If you can find Colt Mustang mags, those will work. They run about $32.00 ea.


----------



## gtriever (Oct 17, 2009)

They'll fit, but I had problems with the last round feeding from the Mustang mag. Have you noticed that, or should I try reforming the feed lips?


----------



## photoman12001 (Dec 3, 2009)

*P238 Review*

I just completed a review of my P238. You can check it out here http://digitalperspective.org/firearmreviews.aspx. Just follow the P238 link.
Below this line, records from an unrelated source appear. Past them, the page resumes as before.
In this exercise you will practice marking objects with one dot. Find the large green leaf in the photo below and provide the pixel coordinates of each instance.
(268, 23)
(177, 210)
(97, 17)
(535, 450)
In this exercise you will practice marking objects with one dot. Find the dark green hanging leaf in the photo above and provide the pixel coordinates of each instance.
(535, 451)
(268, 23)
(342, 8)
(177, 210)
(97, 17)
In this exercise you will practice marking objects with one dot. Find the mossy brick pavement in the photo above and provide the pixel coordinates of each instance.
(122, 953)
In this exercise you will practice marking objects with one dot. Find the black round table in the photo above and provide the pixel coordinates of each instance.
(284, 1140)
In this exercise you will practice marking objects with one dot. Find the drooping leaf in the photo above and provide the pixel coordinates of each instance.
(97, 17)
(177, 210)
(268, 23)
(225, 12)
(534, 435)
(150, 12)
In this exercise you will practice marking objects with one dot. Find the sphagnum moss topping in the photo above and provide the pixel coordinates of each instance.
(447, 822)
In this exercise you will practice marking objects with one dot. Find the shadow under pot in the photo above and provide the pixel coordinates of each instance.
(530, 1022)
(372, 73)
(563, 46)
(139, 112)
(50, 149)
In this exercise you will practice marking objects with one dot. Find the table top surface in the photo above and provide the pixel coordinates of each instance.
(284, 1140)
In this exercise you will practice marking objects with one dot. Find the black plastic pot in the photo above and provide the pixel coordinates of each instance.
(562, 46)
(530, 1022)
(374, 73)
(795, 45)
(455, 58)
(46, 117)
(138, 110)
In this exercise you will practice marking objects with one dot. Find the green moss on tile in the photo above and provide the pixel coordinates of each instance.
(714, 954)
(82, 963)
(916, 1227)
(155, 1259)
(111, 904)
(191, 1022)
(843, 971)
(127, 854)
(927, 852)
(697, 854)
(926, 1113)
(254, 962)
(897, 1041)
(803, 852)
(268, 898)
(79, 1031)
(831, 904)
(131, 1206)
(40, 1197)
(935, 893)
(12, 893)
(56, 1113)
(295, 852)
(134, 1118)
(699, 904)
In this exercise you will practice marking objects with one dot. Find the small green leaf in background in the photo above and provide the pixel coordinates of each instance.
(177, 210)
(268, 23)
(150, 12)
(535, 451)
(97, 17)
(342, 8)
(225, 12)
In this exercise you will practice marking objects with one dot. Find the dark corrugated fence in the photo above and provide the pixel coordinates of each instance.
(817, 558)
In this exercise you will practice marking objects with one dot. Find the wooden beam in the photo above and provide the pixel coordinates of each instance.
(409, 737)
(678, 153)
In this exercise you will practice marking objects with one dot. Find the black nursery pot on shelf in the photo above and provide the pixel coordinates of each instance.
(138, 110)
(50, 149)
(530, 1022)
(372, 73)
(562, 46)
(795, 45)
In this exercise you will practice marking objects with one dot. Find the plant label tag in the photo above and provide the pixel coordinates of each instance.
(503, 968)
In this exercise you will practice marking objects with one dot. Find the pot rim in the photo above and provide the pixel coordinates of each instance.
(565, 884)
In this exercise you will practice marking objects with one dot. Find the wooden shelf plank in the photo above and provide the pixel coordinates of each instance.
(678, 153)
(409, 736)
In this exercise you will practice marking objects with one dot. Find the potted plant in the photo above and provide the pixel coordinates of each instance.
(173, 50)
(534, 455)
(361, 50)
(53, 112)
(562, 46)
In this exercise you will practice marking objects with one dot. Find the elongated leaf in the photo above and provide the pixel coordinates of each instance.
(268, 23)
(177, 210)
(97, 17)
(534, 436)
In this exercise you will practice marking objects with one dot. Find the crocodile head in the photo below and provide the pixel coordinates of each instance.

In short, the Hogue Jr slip-on works great and I recommend it. I too dislike the SIG magazine. I think it does feel cheap. See my comments in the review. I bought 2 Colt Mustang magazines from Midway USA for about $20 a piece I think. They have worked flawlessly so far. The reviewer on Midway's site is correct about the extra material at the top front of the magazine. Just don't seat the top round in the mag all the way to the rear and it's not a problem. I had no problem with the finish on my magazines though.
http://www.midwayusa.com/viewproduct/?productnumber=384834

I think all the P238 models are ugly except the one I bought; all black, rosewood grip panels, tritium sights.


----------



## WildBillTX (Jan 21, 2012)

*WildBillTX*



Growler67 said:


> If you find something that is compatable with a Colt Mustang, it'll probably function in the capacity you seek. Not much in the way of accessories is available yet as it is a new model.


an answer to your question on speed loaders... I have an HKS#943 single mag...it's adjustable and takes many single mags with various ammo variations. Handles my P238 just fine


----------